Robert Frederick Blum (1857-1903)
Robert Frederick Blum (1857-1903)

Venetian Gondoliers

Robert Frederick Blum (1857-1903)
Venetian Gondoliers
signed 'Blum' with artist's device (lower right)
oil on canvas
18¼ x 28½ in. (46.4 x 72.4 cm.)
Painted circa 1880-89.
Private collection, Denver, Colorado, by 1995.
By descent to the present owner.
L. Merrill, et al., After Whistler: The Artist and His Influence on American Painting, exhibition catalogue, New Haven, Connecticut, 2003, pp. 32, 144-45, no. 19, illustrated.
Atlanta, Georgia, High Museum of Art, and elsewhere, After Whistler: The Artist and His Influence on American Painting, November 22, 2003- February 8, 2004, no. 19.

Lot Essay

Venetian Gondoliers is a serene yet aesthetically rigorous depiction of the milky green waters of the Venetian lagoon, dotted with black gondolas. Dr. William H. Gerdts notes, "Probably the ultimate pictorial and literary trope for Venice in the nineteenth century, even more so with the arrival of large steamships, was the image of the gondola, often carrying passengers, artists and others...Robert Blum was not immune to the seductiveness of the gondola image." ("The International Milieu," Sargent's Venice, exhibition catalogue, New Haven, Connecticut, 2006, p. 174)

On April 14th, 1880, Blum, along with fellow artist Alexander Drake, left New York aboard the ship Arizona headed for London. Blum traveled from London to Paris, Rome and Pisa before arriving in Venice on May 28th. While personal letters home to his family are characterized by Blum's rather blasé and uninterested tone regarding most of the European capitals he visited, in Venice, everything changed. Blum formed an abiding love for and fascination with Venice's unique patina and engaging contradictions which informed his depictions of the mysterious floating city from his initial visit in 1880 until his last trip in 1889. Blum's initial decision to travel to Venice was not surprising, as the water-bound city was filled with American avant-garde painters; the romantic and mysterious charms of the city made it a magnet for many artists and writers.

Bruce Weber writes of Blum's initial Venetian visit, "Early in his stay, Blum re-established his association with Frank Duveneck, and became friendly with the members of Duveneck's large class of American students." (Robert Blum (1857-1903) and His Milieu, vol.
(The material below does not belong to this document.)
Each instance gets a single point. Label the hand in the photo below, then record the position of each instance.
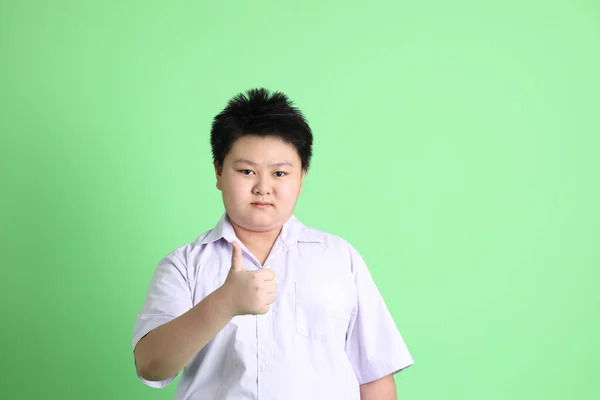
(248, 292)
I, Ph.D dissertation, City University of New York, 1985, p. 104). Blum rented a room at the Casa Yankowitz, where many of the "Duveneck Boys" took rooms. The palazzo was located at 2140 Campo San Biaggio, which "jutted out squarely at the lower end of the Riva degli Schiavoni [with] all of Venice in front of it," (J. Pennell, as quoted in Robert Blum (1857-1903) and His Milieu, vol. I, p. 105) James McNeill Whistler arrived that summer and he too took a room at the Casa Yankowitz. Blum was already well familiar with Whistler's work prior to the trip and the arrival of the artist was momentous in Blum's career. Whistler was in Venice to create etchings for a commission from the Fine Arts Society and revive his career. Whistler sketched views of the canal from every room of the palazzo and the view from Blum's room was a particular favorite. Blum wrote to his family, "Whistler is here and I know him well, and he is very busy making an etching from my window and he seems very much interested in me and though I am sometimes dissatisfied with my work he always encourages me." (After Whistler, p. 40)

This encounter with Whistler would have a profound immediate and lasting impact on Blum's style. Going and Coming (1880, location unknown), which was exhibited at the National Academy of Design in 1881 and closely relates to the present work, was described by a reviewer for The Nation: "Mr. Blum's blue picture is the most attractive thing in the Exhibition, to our mind...Black gondolas are 'going and coming' on the unruffled surfaces of the Adriatic, beneath a sky whose blue depths of perfectly cloudless space are reflected in the water below, at the far horizon appears the low and faint mirage of Venice, the roseate yellow of which is, excepting some costumery in a gondola, the only color that relieves the black and blue effect of the picture. The whole scheme is strongly individual, and executed with a refined delicacy of workmanship extremely agreeable to meet with here." (as quoted in Robert Blum (1857-1903) and His Milieu, vol. I, p. 124) The qualities described in the above painting are the same as those found in Venetian Gondoliers and each work, with its high horizon lines and subtle, harmonious gradations of tone reflects Blum's unique assimilation of Whistler's aesthetic.

James McNeill Whistler, Nocturne: The Solent, 1866. Gilcrease Museum, Tulsa, OK.